Mann lived in Munich from 1891 until 1933, with the exception of a year in Palestrina, Italy, with his novelist elder brother Heinrich. Thomas worked with the South German Fire Insurance Company in 1894-95. His career as a writer began when he wrote for Simplicissimus. Mann's first short story, "Little Mr Friedemann" (Der Kleine Herr Friedemann), was published in 1898.

In 1905, Mann married Katia Pringsheim, daughter of a wealthy, secular Jewish industrialist family. She later joined the Lutheran church. The couple had six children.[2]

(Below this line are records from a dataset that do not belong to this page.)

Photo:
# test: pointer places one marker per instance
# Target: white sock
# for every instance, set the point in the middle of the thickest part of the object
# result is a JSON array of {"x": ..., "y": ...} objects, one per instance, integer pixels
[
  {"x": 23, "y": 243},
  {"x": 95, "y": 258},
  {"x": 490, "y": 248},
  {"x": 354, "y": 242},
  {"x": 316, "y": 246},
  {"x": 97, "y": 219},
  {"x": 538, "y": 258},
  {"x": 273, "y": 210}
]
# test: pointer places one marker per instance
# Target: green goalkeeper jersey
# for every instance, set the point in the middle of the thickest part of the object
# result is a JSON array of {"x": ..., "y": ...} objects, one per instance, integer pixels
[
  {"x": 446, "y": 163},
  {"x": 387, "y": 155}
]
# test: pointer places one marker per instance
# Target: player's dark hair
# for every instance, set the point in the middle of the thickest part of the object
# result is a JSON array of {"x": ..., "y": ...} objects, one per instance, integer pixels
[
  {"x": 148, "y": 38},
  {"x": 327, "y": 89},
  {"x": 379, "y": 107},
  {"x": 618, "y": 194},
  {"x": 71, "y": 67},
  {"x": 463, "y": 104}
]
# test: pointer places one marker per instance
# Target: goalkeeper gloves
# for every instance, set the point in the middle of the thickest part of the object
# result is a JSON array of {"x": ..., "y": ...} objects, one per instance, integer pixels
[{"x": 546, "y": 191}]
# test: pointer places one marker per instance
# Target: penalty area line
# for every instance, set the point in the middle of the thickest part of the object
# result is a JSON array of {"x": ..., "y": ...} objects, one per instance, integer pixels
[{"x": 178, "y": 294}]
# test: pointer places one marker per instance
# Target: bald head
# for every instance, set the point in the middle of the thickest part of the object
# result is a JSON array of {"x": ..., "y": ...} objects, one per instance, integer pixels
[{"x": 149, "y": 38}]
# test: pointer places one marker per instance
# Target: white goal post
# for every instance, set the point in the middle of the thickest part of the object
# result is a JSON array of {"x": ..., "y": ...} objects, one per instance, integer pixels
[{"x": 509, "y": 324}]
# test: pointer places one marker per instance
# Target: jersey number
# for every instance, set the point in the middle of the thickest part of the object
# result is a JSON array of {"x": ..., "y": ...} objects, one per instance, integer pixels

Children of Thomas Mann and Katia Pringsheim
Name Birth Death
Erika 9 November 1905 27 August 1969
Klaus 18 November 1906 21 May 1949
Angelus Gottfried Thomas "Golo" 29 March 1909 7 April 1994
Monika 7 June 1910 17 March 1992
Elisabeth 24 April 1918 8 February 2002
Michael 21 April 1919 1 January 1977

In 1929, Mann had a cottage built in the fishing village of Nidden, East Prussia (now Nida, Lithuania) on the Curonian Spit, where there was a German art colony and where he spent the summers of 1930–1932 working on Joseph and His Brothers. The cottage is a cultural center dedicated to him, with a small memorial exhibition. In 1933, while traveling in the South of France, Mann heard from Klaus and Erika in Munich, that it would not be safe for him to return to Germany. The family (except the two oldest children) emigrated to Küsnacht, near Zurich, Switzerland but received Czechoslovak citizenship and a passport in 1936. He then emigrated to the United States in 1939, where he taught at Princeton University. In 1942, the Mann family moved to Pacific Palisades, Los Angeles, California, where they lived until after the end of World War II. On 23 June 1944 Thomas Mann was naturalized as a citizen of the United States.